"Croyez-vous, Roland de Gilead, que des machines puissent devenir séniles ?"
Ce qui est vraiment fascinant dans ce roman, c'est (à mes yeux) la description du Monde de Roland et tous les mystères qui l'entourent.
D'abord, les multiples connections entre ce monde et le nôtre. On trouve, dans l'Entre-Deux-Mondes du pistolero, des avions nazis et des escalators, entre autres. Et, dans notre monde (plus précisément dans New York, puisque c'est le seul lieu de notre univers que l'on ait vu jusqu'à présent), on croise de nombreuses références à la Tour Sombre (jusqu'au personnage du bouquiniste, dénommé Calvin Tower).
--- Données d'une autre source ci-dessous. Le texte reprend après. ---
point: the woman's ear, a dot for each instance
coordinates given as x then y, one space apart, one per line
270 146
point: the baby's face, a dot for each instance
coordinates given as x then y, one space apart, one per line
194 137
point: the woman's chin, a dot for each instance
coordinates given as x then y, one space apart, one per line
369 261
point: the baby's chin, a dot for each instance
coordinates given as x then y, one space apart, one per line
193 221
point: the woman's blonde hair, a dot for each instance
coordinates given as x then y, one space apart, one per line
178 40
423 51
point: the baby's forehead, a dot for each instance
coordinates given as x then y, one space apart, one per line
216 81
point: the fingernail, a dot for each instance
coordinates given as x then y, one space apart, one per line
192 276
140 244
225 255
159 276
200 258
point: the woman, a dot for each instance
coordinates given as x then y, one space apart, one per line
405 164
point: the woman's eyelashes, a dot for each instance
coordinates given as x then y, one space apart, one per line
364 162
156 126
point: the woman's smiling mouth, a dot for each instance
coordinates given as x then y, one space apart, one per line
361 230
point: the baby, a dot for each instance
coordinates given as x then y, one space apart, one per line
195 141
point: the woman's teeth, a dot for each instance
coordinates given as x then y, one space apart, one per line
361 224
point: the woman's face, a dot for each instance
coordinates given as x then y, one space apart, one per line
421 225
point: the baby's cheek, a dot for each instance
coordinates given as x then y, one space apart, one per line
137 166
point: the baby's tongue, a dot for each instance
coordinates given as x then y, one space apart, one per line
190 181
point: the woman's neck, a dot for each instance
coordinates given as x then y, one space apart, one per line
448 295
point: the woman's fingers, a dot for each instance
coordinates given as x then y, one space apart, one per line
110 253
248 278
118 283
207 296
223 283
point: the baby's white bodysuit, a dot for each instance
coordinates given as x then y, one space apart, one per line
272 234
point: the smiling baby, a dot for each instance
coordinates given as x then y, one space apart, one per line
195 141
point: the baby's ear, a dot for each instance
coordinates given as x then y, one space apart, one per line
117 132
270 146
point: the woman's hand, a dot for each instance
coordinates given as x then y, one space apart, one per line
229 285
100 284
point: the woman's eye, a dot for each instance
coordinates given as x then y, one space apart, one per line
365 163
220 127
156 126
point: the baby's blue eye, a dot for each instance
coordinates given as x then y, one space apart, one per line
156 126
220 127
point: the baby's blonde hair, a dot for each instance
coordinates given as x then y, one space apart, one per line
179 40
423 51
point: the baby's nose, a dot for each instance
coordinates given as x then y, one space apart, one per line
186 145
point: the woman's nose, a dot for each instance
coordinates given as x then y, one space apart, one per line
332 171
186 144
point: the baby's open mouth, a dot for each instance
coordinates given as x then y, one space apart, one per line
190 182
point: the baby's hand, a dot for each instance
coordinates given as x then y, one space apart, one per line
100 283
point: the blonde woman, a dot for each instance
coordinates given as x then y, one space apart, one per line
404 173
Ensuite, la question lancinante, qui ne cesse de revenir dans l'esprit du lecteur (et permet ainsi de développer son imagination) : qu'est-il donc arrivé à ce monde pour qu'il change ainsi (et qu'il continue constamment à changer ; Roland affirme par exemple que les distance entre deux points s'allongent progressivement, comme si le monde s'étirait) ? On imagine un désastre nucléaire, mais ce n'est apparemment pas la bonne réponse (ou pas l'entière réponse).
La description de ce monde en mouvement constant est, par elle-même, assez angoissante. Le temps n'est pas fixe, le monde n'est pas stable, les valeurs semblent avoir disparu, l'humanité elle-même est agonisante. Mais ce n'est pas tout : la description, à la fin du volume, de ces fameuses Terres Perdues est proprement terrifiante.
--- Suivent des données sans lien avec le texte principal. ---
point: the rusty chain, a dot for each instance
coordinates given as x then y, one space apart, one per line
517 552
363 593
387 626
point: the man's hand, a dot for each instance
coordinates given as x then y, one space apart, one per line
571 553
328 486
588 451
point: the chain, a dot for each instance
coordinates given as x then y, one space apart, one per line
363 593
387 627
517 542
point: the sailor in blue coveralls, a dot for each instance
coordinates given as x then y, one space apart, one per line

Rarement le talent de King n'aura été aussi diversifié que dans ce livre. D'un côté, il nous surprend avec des choses auxquelles il ne nous avait pas habitué (ce mélange de western et d'heroic fantasy post apocalyptique), mais on retrouve bien souvent le grand King "traditionnel". Ainsi, c'est toujours un plaisir de retourner dans notre New York et de découvrir la psychologie très fouillée, très dense du petit Jake Chambers. Les scènes de double ou triple montage sont toujours très efficaces pour créer du suspense. Enfin, on retrouve les thèmes habituels du romanciers : les enfants victimes, ou le rapport entre les livres et la réalité (comme si les livres permettaient de mener à un autre niveau de réalité, permettaient de comprendre la réalité mieux que toute autre chose ; voir le rapport entre Charlie Le Tchou-tchou et Blaine le Mono, par exemple).